Some of the projects slated to receive stimulus funding are:
- $105 million to replace a 102-year-old drawbridge over the Niantic River near East Lyme, Connecticut.
- $82 million to repair old rail cars and put them back into service.
- $63 million to fix Amtrak’s aging power supply system on the Northeast Corridor.
- Installing better signals that will help prevent train collisions and derailments
- Repairs to dozens of aging rail stations, maintenance facilities and warehouses across the country.
Amtrak estimates that the infusion of cash will create 8,000 jobs. The agency currently has a backlog of $5 billion worth of unfunded projects. Despite the Bush administration’s disdain for Amtrak, revenue and ridership has risen for the last 6 years, to a record 28.7 million people last year.
I do so love the train. But if they don’t fix that coddamn escalator at the Providence Station, I am going to seriously boycott. I am willing to bet that you could give Providence Geeks two flashlights, a philips head screwdriver, 15 rubber bands and an iTouch and they could make it work in about a 1/2 hour. Honestly.
Jen… Let me at it! I have a Leatherman!
A more disappointing thing about the information in the posting above is that the entire Amtrak system had only 28.7 million riders, even after 6 years of growth. To put that into perspective: RIPTA buses had 25.2 million riders last year — almost the same number of passengers! Think of what RIPTA could do with $1.3 billion!
David: Sure, RIPTA had about as many riders, but the average bus rider probably went a distance of 5 miles, whereas the average Amtrak rider goes more like 200 miles. And most costs scale with passenger-miles, not passengers.
anonymouse: Just so you know, I am well aware of the difference in passenger miles traveled for a local transit agency versus the sprawling wreck (outside the NE Corridor) that is Amtrak. My point remains: there are a lot better ways to spend $1.3 billion.
It might be better to give it to Peter Pan and Greyhound.

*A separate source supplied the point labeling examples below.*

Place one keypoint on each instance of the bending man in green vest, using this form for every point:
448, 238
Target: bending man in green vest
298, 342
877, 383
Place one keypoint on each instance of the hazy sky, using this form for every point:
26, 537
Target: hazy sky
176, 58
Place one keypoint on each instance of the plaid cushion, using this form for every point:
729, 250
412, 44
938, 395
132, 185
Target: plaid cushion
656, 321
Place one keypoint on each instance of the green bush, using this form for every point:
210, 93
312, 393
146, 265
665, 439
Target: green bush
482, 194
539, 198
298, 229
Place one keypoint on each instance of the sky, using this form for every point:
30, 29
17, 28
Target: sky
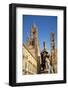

Consider the following from a 1996 report to congress maintained on the National Council for Science and the Environment website (http://ncseonline.org/nle/crsreports/energy/eng-11.cfm):
The numbers…on energy use per passenger-mile by different transportation modes suggest that Amtrak does not conserve energy compared to intercity bus transportation or auto travel for trips longer than 75 miles, but does conserve energy compared to air transportation. Consequently, federal financial assistance to Amtrak might not reduce energy consumption to the extent that people would travel by bus or by auto for trips longer than 75 miles, in the absence of Amtrak.
Federal financial assistance to Amtrak could conserve energy, to the extent that those expenditures result in passengers riding Amtrak rather than flying or taking trips shorter than 75 miles by auto.
The far greater fuel efficiency of intercity buses compared to Amtrak suggests that federal financial assistance to intercity bus service might conserve more energy than Federal financial assistance to Amtrak, even if additional buses caused some increase in congestion.
David: there is already massive Federal assistance to intercity bus transportation. It’s called the Interstate Highway System. Amtrak’s long distance trains, meanwhile, run on freight tracks built and maintained with private capital, and on which railroads pay property taxes. Also, I kind of wonder about those energy efficiency numbers, since they’re about 10 times worse than what other railroads get. Perhaps they were measured back when Amtrak had a significant express freight operation, and passenger trains were at least half freight.